Más allá de Ekaterimburgo se encuentra Novorsibirsk, ciudad fundada gracias al Transiberiano en lo que apenas era un puesto militar pocos años antes. Construida en 1893 fue expresión de la nueva ruta ferroviaria siberiana, de ahí su nombre Novo (nueva) Sibirsk (Siberia). Y logró su cometido. Hoy es la tercera ciudad más grande de toda Rusia y punto central del intercambio de mercancías en Siberia. Cerca de un millón y medio de habitantes transitan todos los días sus calles, surcadas aún al día de hoy por tranvías, en un terco empecinamiento en vivir sobre rieles.

El ferrocarril Transiberiano hoy sigue siendo el medio principal para llegar al este. Guerra en Ucrania y sanciones mediante, sus vagones están vaciados de turistas. En lugar de ellos se desparraman por los coches camas y camarotes soldados que fueron movilizados, madres que llevan a sus hijos quién sabe dónde y para los que siempre logran sacar comida casera de su equipaje, o tayikos y uzbekos que rezan en dirección a La Meca en pleno viaje y desde sus literas. Todo ello a lo largo de los más de nueve mil kilómetros de tendido ferroviario y sus recurrentes paradas, donde los pasajeros bajan y suben a las corridas mientras desde los andenes las babushkas, algo así como las madres de las mamushkas, ofrecen a los viajeros diferentes alimentos, que van desde café a pescado de los ríos de la zona.

Irkutsk, la siguiente ciudad de importancia más allá de Novosibirsk, una vez más y como tantas otras, fue creada como consecuencia de las mercancías que viajan del este al oeste y de las personas que siguen el sentido contrario. Su primer impulso fue al calor del comercio de las pieles buriatas procedentes de la Siberia profunda, cuando se fundó en el Siglo XVII como un puesto de cosacos para regular el contrabando. Dos siglos después llegaron desde el oeste, como no podía ser de otra manera, sus habitantes: los soldados “decembristas”, un grupo de oficiales liberales que lideraron una intentona de derrocamiento al zar en 1825 y fueron expulsados por la corona hacia Irkutsk, donde llevaron las ideas y la arquitectura modernas, al punto que la ciudad recibió el apodo de “la París de Siberia”.
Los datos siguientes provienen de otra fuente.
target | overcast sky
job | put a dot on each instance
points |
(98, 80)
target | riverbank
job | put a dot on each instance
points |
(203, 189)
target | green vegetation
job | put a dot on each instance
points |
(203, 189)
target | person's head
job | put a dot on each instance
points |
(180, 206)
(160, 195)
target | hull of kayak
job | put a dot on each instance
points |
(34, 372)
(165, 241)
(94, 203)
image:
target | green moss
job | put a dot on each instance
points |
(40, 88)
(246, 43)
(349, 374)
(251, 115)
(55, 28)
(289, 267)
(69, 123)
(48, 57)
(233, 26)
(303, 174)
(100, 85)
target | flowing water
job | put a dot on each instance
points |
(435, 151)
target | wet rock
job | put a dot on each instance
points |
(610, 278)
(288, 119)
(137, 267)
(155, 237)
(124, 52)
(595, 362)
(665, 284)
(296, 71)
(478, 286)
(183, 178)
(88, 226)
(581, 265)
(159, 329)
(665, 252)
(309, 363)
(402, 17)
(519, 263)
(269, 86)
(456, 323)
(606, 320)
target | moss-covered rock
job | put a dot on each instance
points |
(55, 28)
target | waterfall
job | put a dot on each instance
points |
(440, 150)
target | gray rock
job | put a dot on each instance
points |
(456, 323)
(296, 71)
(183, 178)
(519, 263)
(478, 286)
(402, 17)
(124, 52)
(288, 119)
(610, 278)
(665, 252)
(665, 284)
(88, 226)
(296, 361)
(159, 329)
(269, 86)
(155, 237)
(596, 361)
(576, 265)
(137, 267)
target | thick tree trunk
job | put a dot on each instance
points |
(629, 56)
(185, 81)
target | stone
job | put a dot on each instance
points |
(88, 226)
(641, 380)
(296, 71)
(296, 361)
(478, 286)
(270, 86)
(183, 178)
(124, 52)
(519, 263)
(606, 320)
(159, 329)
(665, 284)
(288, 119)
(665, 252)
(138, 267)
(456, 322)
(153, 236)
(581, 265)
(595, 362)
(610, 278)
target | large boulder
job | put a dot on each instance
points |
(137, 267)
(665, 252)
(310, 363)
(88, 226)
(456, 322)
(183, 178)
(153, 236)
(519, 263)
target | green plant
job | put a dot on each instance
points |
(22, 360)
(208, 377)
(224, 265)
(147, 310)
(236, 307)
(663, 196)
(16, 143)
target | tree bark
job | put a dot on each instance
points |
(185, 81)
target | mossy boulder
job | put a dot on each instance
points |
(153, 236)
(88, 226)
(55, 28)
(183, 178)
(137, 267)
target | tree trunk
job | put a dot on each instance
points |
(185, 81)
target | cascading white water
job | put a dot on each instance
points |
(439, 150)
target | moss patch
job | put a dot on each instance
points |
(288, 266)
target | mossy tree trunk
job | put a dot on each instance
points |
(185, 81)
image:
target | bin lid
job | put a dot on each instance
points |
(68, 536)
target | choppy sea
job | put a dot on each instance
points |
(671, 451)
A pocos kilómetros de Irkutsk queda el Lago Baikal, el más profundo del mundo. Dentro de él, la isla Olkhon, también fue habitada originalmente por perseguidos. Pero en este caso desde tiempos inmemoriales: según la leyenda fue el lugar de refugio de los primeros chamanes, aquellos que escaparan de la persecución política del Imperio Mongol de Gengis Kan y cuyos descendientes, al día de hoy y siglos después, practican el chamanismo en el lago que, aseguran, es la morada de los espíritus en Siberia.

Finalmente y antes de desmembrarse en tres, el ferrocarril transiberiano llega a Ulán-Udé, cerca de la frontera con Mongolia. También resultante de mercancías que provienen del este, el té en este caso, y de personas enviadas desde el oeste, oficiales enviados desde Moscú y San Petersburgo para regular el comercio, Ulán-Udé es desde 1666 una ciudad entre dos países; entre las vías comerciales rusas y la historia y las costumbres mongolas.

Hoy también Ulán-Udé late a ese ritmo doble que pretende sintetizarse pese a las tradiciones milenarias. Hoy Ulán-Udé está tapizada de afiches llamando a la población a alistarse para combatir en Ucrania. Pero a diferencia de las otras ciudades rusas, en esos afiches no se ven los sofisticados aviones y tanques que el Kremlin envía al país vecino; en estos afiches se ven guerreros ancestrales, de rasgos asiáticos, marchando a caballo rumbo a Ucrania. Mediante estos afiches, el gobierno de Putin intenta, una vez más y como todos sus antecesores, unir el oeste y el este rusos en un nuevo mito refundante.